Wijkzorg komt gestaag op gang

(Foto: Suzette.nu)
(Foto: Suzette.nu)
De veranderingen in de thuiszorg zijn met veel tamtam aangekondigd. Per 1 januari is de gemeente verantwoordelijk, en moeten zorginstellingen wijkgericht te werk gaan. Voor thuiszorginstelling Emile is het voorzichtig manouvreren. “We moeten zowel cliënten als hulpverleners tevreden houden.”

Wil Steenvoorden (75) heeft haar poes Minoes net een paar tikken verkocht. “Dat kreng zat me weer te krabben”, verklaart ze. Minoes rent heen en weer door haar woning aan de Amstelkade. Op de vensterbank staan twee porseleinen kerstmannen, op de kast een grote paashaas, vier tuinkabouters op de bijzettafel.

Tweeëneenhalf jaar geleden werd bij Wil kanker geconstateerd. “Gewoon een tumor”, zegt ze, “een tumor in mijn heup.” Sindsdien loopt ze moeilijk. “Maar verder voel ik me best.”

Hulpverleenster Claire Lovell (24) komt sinds Wil voor het eerst behandeld is aan haar tumor elke week langs om een paar uur huishoudelijk werk te doen. “Wat een weertje hè”, zegt Claire terwijl ze haar natgeregende jas aan de kapstok hangt. “Snertweer”, zegt Wil.

Roze tegeltjes
Claire combineert de bijbaan als hulpverlener met haar studie, net als de rest van de ongeveer tweehonderd werknemers bij thuiszorginstelling Emile. Bij Wil heeft de thuiszorg vooral een huishoudelijk karakter. Claire maakt schoon en af en toe doet ze wat boodschappen. “Wil kan haar woning grotendeels zelf onderhouden, maar sommige dingen – waarbij ze bijvoorbeeld door de knieën moet – zijn voor haar te moeilijk”, zegt Claire terwijl ze de roze gebloemde tegeltjes van Wils badkamer afsopt.
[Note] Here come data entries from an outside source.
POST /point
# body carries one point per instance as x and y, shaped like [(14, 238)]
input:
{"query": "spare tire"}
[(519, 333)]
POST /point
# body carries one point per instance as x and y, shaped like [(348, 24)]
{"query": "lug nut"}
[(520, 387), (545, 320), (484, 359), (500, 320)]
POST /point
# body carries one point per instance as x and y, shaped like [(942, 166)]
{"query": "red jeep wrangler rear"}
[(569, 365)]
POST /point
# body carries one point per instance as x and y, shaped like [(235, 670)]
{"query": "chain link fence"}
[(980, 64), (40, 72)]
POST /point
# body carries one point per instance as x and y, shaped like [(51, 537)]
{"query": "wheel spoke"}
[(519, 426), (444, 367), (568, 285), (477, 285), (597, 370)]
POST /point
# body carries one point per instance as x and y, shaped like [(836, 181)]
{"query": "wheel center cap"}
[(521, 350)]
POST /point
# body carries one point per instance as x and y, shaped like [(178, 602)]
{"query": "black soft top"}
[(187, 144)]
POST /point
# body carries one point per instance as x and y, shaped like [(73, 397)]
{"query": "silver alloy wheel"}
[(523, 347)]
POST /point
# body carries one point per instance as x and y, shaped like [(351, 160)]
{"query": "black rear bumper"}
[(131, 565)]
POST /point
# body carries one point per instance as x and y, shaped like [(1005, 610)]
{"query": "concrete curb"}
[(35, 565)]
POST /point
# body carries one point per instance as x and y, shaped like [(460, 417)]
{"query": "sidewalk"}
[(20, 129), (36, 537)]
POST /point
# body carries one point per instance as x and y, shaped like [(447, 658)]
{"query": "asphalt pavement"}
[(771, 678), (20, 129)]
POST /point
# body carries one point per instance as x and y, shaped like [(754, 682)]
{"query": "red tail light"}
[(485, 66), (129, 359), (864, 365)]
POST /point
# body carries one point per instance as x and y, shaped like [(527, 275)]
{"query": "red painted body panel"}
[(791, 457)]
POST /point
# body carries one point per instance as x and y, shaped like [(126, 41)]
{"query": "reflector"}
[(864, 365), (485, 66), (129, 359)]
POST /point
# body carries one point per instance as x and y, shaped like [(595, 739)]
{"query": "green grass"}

Ook voor een relatief kleine instelling als Emile is met de decentralisatie van de zorg het één en ander veranderd. Nu de gemeente per 1 januari verantwoordelijk is geworden voor de thuiszorg, wordt van de Amsterdamse instellingen verwacht dat zij ‘wijkgericht’ te werk gaan. Bij Emile is Claire de coördinator die de overgang naar wijkgerichtheid in goede banen moet leiden.

“Tot dit jaar verdeelden we bij Emile de werknemers in teams die een aantal cliënten onder hun hoede namen”, vertelt Claire. Vooral voor cliënten die veel aandacht nodig hebben werkt zo’n teamverband goed. Sommige cliënten hebben wel tien uur zorg per dag nodig en in dat geval wisselen de teamleden elkaar af. “De cliënt raakt op die manier vertrouwd met de verzorgers en het team kan onderling overleggen en elkaar bijpraten over de staat van de cliënt.”

Flink fietsen
Nu de thuiszorg wijkgericht georganiseerd moet worden, vormen de teams van Emile zich niet meer om een aantal cliënten heen. Elk team krijgt nu een wijk toegewezen. De samenstelling van de teams blijft hetzelfde en de hulpverleners blijven voor zolang als nodig werken bij hun huidige cliënten. “Zo wordt het bestaande teamverband niet doorbroken en hoeven de huidige cliënten niet met nieuwe mensen kennis te maken”, legt Claire uit. Nieuwe cliënten krijgen wel afhankelijk van hun woonplaats een zorgteam toegewezen.

De teams hebben opgegeven welke wijk zij het liefst van thuiszorg zouden voorzien. Dat zorgde voor het nodige gesteggel. Vrijwel elk team gaf voorkeur aan een centrumwijk, niemand wilde naar Watergraafsmeer of Buitenveldert. Uiteindelijk werd het loten. Claires team had pech en kreeg Slotervaart toegewezen. Ze baalt er van: “Ik woon randje Watergraafsmeer, dus dat wordt flink fietsen”.

Haring
Voor Wil verandert er vooralsnog niets. Haar zorgindicatie loopt door tot 2017, wat inhoudt dat zij tot die tijd kan rekenen op tweeëneenhalf uur huishoudelijke hulp per week. Voorlopig komt Claire elke donderdag langs. Mét twee verse haringen, want samen zijn ze op zoek naar de beste haring van de stad. Wil kijkt kritisch naar het papieren zakje dat Claire op tafel legt. “Dit ken ik niet”, zegt ze. “Volgens het AD zijn dit de beste haringen van de stad”, zegt Claire. Wil haalt haar schouders op. “Zal mij benieuwen.”